The week after the workshop was a strange mix of afterglow and emotional hangover. My mind kept replaying the day in a continuous, bittersweet loop. The way she'd laughed at my stupid jokes, the familiar comfort of walking beside her, the brief, beautiful illusion that we were just two normal friends without a mountain of complicated history between us.
Our texts and calls resumed, but the dynamic had shifted. The mirage had ruined me. The safe, digital friendship we had rebuilt now felt like a cheap imitation of the real thing. I had spent a day in the sun, and now I was being asked to go back to living in the shadows, and it was colder than ever before.

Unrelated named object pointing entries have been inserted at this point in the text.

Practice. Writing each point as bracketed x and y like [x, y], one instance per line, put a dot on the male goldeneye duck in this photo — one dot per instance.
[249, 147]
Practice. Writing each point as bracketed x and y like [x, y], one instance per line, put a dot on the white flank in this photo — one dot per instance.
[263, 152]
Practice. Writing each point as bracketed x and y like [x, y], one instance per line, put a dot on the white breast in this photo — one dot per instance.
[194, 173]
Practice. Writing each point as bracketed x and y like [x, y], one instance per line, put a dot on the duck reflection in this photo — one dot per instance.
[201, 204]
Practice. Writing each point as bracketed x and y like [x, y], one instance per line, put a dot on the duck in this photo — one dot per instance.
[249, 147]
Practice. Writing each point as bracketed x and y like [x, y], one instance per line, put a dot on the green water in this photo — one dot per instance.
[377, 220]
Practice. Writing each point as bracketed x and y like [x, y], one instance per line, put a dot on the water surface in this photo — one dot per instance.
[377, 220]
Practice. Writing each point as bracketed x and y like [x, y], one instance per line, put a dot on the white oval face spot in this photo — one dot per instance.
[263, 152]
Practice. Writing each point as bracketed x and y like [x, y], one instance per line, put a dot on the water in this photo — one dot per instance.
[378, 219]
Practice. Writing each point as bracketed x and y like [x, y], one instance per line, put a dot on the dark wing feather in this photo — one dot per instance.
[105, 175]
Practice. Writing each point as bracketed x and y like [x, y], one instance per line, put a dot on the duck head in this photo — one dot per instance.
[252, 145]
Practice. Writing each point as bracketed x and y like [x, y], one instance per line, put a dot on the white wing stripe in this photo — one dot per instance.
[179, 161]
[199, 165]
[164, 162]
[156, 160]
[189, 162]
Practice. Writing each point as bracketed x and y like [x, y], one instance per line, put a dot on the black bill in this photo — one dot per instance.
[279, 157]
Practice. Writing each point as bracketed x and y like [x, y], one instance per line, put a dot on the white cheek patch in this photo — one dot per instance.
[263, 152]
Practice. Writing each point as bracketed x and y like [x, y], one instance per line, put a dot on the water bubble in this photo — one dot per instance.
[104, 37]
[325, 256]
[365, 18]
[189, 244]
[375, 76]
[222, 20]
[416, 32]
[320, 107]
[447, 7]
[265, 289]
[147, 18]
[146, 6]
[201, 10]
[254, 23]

I found myself rereading our text exchanges, searching for the same warmth, the same easy intimacy we'd had in person. But it wasn't there. A text message can't replicate a shared glance. An emoji can't capture the sound of a real laugh. The performance of being "just friends" had become a hundred times harder now that I had been reminded of what I was truly missing.

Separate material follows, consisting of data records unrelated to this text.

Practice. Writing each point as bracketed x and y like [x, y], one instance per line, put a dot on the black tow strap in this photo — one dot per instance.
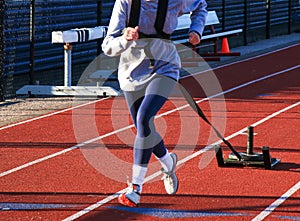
[198, 110]
[159, 23]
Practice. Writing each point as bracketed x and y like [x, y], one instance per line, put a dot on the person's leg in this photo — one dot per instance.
[143, 108]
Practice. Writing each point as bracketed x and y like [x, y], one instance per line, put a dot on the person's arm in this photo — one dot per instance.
[118, 37]
[198, 18]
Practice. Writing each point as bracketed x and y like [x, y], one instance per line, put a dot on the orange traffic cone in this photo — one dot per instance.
[225, 46]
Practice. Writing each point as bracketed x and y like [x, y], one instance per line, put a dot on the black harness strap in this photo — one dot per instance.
[161, 16]
[134, 13]
[161, 13]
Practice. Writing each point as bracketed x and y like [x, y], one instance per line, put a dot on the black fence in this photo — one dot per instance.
[27, 54]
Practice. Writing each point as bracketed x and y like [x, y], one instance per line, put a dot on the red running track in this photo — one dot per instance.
[46, 175]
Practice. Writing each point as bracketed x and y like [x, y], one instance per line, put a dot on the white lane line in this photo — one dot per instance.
[184, 160]
[50, 114]
[130, 126]
[71, 108]
[277, 203]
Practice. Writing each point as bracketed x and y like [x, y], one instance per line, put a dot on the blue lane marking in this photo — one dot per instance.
[166, 213]
[33, 206]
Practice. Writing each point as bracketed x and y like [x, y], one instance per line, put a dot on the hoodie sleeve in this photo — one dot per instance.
[115, 43]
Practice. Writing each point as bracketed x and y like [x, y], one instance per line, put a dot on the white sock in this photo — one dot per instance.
[166, 162]
[138, 175]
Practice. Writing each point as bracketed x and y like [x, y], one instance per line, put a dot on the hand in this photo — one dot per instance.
[131, 34]
[194, 38]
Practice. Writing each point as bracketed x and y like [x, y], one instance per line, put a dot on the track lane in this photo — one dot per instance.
[231, 128]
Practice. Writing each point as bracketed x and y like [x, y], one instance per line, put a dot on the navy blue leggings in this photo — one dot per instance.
[144, 105]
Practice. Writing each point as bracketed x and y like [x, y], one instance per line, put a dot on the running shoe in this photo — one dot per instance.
[170, 179]
[131, 197]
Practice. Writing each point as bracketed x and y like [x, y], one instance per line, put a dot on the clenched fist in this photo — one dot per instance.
[194, 38]
[131, 34]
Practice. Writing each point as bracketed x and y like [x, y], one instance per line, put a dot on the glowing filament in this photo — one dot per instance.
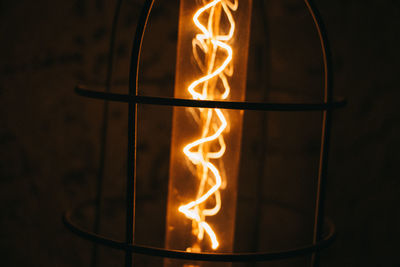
[216, 63]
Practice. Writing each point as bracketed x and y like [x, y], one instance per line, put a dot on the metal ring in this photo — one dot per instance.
[220, 257]
[236, 105]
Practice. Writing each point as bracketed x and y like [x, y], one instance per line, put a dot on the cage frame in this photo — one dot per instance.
[321, 240]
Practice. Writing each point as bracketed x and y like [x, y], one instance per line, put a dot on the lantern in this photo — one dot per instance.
[208, 110]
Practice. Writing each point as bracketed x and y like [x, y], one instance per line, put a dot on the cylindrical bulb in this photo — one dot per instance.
[205, 148]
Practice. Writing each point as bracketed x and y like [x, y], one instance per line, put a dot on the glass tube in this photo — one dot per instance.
[211, 64]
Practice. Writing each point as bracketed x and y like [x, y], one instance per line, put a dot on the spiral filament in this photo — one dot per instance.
[213, 56]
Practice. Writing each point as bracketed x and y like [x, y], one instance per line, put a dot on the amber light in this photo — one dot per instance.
[205, 147]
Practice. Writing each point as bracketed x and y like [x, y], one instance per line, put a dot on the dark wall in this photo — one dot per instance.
[49, 137]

She felt it too, I think. Our conversations became a little more careful, a little more guarded. We were both acutely aware of the line we couldn't cross, and the memory of our day together had made that line feel brighter and more electrified than ever.
In March, a new complication arose, an external wall that made our own invisible ones seem even more insurmountable. Her parents.

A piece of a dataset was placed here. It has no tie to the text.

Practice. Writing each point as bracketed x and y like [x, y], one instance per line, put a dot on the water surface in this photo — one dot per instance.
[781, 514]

They had always been strict, a fact she had complained about for years. But as she entered the final stretch of her degree, their scrutiny intensified. They were old-school, their worldview forged in a different generation. To them, a daughter spending hours on the phone with a boy who wasn't a relative was a problem that needed solving.
"My dad saw your name on my phone last night," she told me during a hurried, whispered call. "He gave me a whole lecture. 'Who is this Arjun? Why are you talking to him so late? You should be focusing on your studies, not on boys.'"
"We're just friends," I said, the words tasting like a familiar lie.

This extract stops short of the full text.